Ajay- The ADAPA solution seems to save money on both hardware and software costs. Comment please. Also any benchmarking tests that you have done on a traditional scoring configuration system versus ADAPA.

Michael-Absolutely, the ADAPA Predictive Analytics Edition [http://www.zementis.com/predictive_analytics_edition.htm] on Amazon’s cloud computing infrastructure (Amazon EC2) eliminates the upfront investment in hardware and software.  It is a true Software as a Service (SaaS) offering on Amazon EC2 [http://www.zementis.com/howtobuy.htm] whereby users only pay for the actual machine time starting at less than US$1 per machine hour.  The ADAPA SaaS model is extremely dynamic, e.g., a user is able to select an instance type most appropriate for the job at hand (small, large, x-large) or launch one or even 100 instances within minutes.

In addition to the above savings in hardware/software, ADAPA also cuts the time-to-market for new models (priceless!) which adds to business agility, something truly critical for the current economic climate.

Regarding a benchmark comparison, it really depends on what is most important to the business.  Business agility, time-to-market, open standards for integration, or pure scoring performance?  ADAPA addresses all of the above.  At its core, it is a highly scalable scoring engine which is able to process thousands of transactions per second.  To tackle even the largest problems, it is easy to scale ADAPA via more CPUs, clustering, or parallel execution on multiple independent instances. 

Need to score lots of data once a month which would take 100 hours on one computer?  Simply launch 10 instances and complete the job in 10 hours over night.  No extra software licenses, no extra hardware to buy — that’s capacity truly on-demand, whenever needed, and cost-effective.

Ajay- What has been your vision for Zementis. What exciting products are we going to see from it next.

Michael – Our vision at Zementis [http://www.zementis.com] has been to make it easier for users to leverage analytics.  The primary focus of our products is on the deployment side, i.e., how to integrate predictive models into the business process and leverage them in real-time.  The complexity of deployment and the cost associated with it has been the main hurdle for a more widespread adoption of predictive analytics. 

Adhering to open standards like the Predictive Model Markup Language (PMML) [http://www.dmg.org/] and SOA-based integration, our ADAPA engine [http://www.zementis.com/products.htm] paves the way for new use cases of predictive analytics — wherever a painless, fast production deployment of models is critical or where the cost of real-time scoring has been prohibitive to date.

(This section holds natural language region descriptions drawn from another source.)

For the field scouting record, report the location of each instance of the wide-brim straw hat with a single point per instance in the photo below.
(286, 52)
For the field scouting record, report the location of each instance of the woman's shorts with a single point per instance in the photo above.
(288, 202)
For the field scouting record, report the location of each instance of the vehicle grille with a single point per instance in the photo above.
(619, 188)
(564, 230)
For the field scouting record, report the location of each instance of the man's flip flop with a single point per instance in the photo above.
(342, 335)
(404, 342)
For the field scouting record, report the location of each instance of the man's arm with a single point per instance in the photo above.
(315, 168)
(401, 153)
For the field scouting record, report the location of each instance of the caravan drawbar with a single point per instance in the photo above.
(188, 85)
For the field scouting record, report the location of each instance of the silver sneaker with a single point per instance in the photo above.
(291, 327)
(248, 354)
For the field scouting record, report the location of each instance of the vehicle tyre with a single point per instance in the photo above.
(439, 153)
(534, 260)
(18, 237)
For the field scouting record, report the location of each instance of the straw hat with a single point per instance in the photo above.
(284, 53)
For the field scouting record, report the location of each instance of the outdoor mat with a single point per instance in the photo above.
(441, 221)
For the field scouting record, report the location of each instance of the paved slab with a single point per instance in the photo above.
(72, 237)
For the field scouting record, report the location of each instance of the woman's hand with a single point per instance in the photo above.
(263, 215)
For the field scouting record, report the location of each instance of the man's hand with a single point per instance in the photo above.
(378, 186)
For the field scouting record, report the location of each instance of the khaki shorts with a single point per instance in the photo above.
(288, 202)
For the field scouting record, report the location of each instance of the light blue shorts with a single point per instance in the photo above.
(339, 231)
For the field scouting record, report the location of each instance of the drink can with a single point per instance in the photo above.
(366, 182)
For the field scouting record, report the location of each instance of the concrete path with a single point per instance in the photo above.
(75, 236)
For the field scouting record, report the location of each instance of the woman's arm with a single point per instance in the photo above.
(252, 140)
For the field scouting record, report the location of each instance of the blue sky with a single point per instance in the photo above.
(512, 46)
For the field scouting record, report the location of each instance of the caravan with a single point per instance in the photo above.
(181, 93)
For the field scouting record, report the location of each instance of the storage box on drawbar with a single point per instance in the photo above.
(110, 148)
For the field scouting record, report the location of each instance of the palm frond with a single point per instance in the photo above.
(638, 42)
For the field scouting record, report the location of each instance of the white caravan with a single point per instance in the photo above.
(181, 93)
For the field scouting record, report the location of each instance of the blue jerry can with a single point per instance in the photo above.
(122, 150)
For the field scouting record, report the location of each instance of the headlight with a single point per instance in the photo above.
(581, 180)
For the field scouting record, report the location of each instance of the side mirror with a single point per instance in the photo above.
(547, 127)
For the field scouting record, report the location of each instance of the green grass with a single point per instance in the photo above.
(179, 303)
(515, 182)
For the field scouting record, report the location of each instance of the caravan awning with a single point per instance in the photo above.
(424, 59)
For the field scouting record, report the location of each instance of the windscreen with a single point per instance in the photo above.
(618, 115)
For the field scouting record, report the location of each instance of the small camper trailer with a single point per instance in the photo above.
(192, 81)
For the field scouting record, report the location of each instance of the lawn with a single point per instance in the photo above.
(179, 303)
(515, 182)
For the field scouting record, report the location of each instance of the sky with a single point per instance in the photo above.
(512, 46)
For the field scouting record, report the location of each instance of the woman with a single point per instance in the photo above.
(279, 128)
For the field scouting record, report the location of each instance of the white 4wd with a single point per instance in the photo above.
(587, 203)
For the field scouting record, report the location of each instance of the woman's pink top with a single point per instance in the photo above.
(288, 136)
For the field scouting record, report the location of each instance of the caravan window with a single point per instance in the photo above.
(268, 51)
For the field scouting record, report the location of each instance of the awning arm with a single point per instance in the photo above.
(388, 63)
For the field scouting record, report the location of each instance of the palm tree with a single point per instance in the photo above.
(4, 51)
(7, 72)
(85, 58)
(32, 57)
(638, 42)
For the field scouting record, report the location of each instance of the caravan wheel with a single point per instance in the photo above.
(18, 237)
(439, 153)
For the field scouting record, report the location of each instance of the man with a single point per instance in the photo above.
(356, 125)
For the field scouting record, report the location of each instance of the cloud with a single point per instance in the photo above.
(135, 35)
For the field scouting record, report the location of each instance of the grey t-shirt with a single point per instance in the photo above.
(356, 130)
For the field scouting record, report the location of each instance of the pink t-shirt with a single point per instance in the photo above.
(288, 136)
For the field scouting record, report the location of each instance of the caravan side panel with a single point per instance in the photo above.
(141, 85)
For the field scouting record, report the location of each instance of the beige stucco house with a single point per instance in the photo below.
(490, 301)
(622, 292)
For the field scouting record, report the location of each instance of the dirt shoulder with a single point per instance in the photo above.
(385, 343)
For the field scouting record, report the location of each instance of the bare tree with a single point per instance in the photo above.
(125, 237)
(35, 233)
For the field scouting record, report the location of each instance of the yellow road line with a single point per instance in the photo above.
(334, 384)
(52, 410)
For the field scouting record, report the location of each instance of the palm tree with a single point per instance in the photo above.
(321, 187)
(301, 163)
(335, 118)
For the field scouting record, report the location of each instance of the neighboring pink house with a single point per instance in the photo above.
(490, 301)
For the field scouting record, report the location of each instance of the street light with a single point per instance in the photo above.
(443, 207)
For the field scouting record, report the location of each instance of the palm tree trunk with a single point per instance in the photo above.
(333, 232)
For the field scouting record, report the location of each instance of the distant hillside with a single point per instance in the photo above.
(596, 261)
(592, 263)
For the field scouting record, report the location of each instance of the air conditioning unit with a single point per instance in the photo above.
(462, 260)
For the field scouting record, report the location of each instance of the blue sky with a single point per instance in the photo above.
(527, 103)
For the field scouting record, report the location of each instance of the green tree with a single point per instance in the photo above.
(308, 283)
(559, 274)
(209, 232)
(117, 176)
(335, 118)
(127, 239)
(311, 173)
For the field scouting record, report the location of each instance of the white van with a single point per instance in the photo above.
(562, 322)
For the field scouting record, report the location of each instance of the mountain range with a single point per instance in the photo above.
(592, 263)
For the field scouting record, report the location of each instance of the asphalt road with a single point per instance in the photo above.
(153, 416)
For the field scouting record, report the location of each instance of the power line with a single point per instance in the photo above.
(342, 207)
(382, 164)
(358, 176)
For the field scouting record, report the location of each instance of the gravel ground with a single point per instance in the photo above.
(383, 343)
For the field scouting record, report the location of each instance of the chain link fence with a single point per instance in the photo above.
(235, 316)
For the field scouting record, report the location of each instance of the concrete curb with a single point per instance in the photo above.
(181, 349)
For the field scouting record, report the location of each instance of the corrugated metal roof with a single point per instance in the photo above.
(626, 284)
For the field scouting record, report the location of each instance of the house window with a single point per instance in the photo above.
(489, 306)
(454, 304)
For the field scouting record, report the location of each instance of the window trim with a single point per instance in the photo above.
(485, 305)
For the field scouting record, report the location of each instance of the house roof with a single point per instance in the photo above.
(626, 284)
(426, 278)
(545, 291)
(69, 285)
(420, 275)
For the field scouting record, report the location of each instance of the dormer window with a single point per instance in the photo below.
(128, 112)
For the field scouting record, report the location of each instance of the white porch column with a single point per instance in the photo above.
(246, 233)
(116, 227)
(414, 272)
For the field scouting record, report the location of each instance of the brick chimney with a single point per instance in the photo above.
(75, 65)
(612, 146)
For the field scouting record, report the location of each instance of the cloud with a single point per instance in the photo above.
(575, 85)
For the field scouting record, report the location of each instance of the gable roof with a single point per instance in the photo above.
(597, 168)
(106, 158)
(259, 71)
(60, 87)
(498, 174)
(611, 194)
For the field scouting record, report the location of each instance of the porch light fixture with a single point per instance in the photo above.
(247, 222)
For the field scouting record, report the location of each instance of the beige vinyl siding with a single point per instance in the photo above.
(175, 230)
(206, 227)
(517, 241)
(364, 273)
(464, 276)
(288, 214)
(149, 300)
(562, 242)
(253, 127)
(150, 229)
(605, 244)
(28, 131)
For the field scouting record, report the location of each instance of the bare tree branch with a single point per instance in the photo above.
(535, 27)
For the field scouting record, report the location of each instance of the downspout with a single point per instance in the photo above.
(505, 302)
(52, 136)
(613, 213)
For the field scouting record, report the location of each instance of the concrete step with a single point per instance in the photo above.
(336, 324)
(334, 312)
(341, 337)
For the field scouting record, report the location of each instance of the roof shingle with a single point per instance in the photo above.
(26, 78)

We will continue to contribute to the R/PMML export package [http://www.zementis.com/pmml_exporters.htm] and extend our free PMML converter [http://www.zementis.com/pmml_converters.htm] to support the adoption of the standard.  We believe that the analytics industry will benefit from open standards and we are just beginning to grasp what data-driven decision technology can do for us.  Without giving away much of our roadmap, please stay tuned for more exciting products that will make it easier for businesses to leverage the power of predictive analytics!

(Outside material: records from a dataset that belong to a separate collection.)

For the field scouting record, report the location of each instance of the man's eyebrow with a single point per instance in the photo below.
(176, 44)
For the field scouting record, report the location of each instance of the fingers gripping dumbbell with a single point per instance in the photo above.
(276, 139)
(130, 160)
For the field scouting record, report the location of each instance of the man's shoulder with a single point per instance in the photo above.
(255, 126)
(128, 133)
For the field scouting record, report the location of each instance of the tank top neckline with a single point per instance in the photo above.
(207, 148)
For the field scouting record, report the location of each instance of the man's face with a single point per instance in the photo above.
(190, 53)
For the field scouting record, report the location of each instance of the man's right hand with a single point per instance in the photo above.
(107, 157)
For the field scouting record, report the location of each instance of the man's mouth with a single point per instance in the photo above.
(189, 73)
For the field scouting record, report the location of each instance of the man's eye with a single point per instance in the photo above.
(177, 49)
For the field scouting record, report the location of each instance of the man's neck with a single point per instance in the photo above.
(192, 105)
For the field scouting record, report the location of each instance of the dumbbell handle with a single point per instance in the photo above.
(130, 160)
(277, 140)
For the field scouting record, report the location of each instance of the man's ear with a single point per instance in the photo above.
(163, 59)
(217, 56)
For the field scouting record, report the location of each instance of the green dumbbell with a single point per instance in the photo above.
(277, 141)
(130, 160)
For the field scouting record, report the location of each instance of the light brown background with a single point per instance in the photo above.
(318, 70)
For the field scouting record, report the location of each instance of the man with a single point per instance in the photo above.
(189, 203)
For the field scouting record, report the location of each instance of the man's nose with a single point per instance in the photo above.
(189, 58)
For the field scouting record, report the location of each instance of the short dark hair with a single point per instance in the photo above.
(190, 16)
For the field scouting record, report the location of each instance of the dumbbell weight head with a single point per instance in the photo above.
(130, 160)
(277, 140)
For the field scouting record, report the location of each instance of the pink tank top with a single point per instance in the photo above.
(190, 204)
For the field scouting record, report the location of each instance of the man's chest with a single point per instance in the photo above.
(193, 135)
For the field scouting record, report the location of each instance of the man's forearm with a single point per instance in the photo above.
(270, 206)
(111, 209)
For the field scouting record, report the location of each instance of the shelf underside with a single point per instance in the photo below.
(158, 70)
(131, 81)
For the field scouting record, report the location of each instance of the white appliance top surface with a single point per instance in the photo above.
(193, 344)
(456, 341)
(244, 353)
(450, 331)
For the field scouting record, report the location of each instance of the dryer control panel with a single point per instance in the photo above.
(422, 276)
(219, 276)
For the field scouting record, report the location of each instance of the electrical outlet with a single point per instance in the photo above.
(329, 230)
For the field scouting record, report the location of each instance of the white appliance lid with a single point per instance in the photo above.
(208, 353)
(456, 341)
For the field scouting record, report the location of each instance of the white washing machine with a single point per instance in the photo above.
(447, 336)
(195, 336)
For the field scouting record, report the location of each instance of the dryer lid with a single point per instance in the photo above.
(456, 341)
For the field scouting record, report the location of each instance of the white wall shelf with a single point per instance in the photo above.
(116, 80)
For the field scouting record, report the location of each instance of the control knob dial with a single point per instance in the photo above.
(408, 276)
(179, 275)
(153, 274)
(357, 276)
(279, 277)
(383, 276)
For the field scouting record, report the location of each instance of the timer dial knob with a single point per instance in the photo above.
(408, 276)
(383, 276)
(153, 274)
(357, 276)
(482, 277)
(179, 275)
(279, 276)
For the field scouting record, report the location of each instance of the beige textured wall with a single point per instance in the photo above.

Ajay- Any India or Asia specific plans for the Zementis.

Michael-Zementis already serves customers in the Asia/Pacific region from its office in Hong Kong.  We expect rapid growth for predictive analytics in the region and we think our cost-effective SaaS solution on Amazon EC2 will be of great service to this market.  I could see various analytics outsourcing and consulting firms benefit from using ADAPA as their primary delivery mechanism to provide clients with predictive  models that are ready to be executed on-demand.

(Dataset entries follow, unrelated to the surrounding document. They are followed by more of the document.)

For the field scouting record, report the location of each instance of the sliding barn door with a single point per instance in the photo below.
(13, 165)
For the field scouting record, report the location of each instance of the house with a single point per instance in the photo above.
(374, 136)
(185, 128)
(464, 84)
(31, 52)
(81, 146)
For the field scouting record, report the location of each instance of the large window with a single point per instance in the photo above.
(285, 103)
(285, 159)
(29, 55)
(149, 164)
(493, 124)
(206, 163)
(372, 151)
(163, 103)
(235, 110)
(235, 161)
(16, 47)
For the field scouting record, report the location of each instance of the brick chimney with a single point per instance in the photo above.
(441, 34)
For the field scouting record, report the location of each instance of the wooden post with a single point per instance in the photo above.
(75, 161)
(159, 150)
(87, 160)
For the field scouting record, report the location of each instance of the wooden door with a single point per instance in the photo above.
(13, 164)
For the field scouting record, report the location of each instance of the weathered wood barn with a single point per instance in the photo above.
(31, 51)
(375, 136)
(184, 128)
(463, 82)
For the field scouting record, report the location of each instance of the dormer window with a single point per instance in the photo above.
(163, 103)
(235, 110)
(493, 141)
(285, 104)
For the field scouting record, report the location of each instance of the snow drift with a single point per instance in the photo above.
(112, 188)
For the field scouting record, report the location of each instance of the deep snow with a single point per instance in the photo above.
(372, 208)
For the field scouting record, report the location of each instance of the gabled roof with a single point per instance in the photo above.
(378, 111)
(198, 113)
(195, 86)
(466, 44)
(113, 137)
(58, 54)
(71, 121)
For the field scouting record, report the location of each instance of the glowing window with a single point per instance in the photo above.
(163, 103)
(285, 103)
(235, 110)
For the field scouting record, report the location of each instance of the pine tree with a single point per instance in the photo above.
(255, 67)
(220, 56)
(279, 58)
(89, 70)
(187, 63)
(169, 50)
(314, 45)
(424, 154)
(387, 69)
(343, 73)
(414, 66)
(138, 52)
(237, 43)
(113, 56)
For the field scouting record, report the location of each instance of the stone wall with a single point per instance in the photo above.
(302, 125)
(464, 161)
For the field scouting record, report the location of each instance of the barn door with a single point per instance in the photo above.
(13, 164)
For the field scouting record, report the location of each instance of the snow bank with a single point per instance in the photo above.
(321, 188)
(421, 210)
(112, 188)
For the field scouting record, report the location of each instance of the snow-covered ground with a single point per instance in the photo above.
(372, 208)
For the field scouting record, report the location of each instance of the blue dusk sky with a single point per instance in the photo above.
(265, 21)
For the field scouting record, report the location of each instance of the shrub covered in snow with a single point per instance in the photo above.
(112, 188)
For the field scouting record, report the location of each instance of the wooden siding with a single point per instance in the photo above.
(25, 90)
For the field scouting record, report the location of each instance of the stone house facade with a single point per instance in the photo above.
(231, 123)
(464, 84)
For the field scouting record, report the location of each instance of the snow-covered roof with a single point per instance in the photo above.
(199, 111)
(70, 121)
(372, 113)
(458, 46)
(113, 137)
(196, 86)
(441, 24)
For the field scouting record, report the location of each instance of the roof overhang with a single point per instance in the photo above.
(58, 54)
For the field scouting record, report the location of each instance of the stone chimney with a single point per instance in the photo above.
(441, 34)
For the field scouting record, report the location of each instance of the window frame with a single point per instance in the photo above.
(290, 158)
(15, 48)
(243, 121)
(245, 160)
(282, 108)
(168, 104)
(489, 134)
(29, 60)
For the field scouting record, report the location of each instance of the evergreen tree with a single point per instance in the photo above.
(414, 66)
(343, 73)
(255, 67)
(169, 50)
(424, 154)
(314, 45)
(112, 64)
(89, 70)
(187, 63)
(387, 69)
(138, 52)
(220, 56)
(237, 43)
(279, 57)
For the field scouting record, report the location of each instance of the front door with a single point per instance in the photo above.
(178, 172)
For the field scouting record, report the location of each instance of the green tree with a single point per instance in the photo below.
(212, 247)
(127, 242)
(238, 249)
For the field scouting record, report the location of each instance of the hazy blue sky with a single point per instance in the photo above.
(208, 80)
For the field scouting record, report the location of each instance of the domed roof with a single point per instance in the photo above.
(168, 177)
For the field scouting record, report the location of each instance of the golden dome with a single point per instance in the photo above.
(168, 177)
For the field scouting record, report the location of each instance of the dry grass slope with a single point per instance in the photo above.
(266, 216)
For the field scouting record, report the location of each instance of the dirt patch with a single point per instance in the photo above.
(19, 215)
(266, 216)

Ajay-What do you believe be the biggest challenges for analytics in 2009. What are the biggest opportunities.

Michael-The biggest challenge for analytics will most likely be the reduction in technology spending in a deep, global recession.  At the same time, companies must take advantage of analytics to cut cost, optimize processes, and to become more competitive.  Therefore, the biggest opportunity for analytics will be in the SaaS field, enabling clients to employ analytics without upfront capital expenditures.

Ajay – What made you choose a career in science. Describe your journey so far.What would your advice be to young science graduates in this recessionary times.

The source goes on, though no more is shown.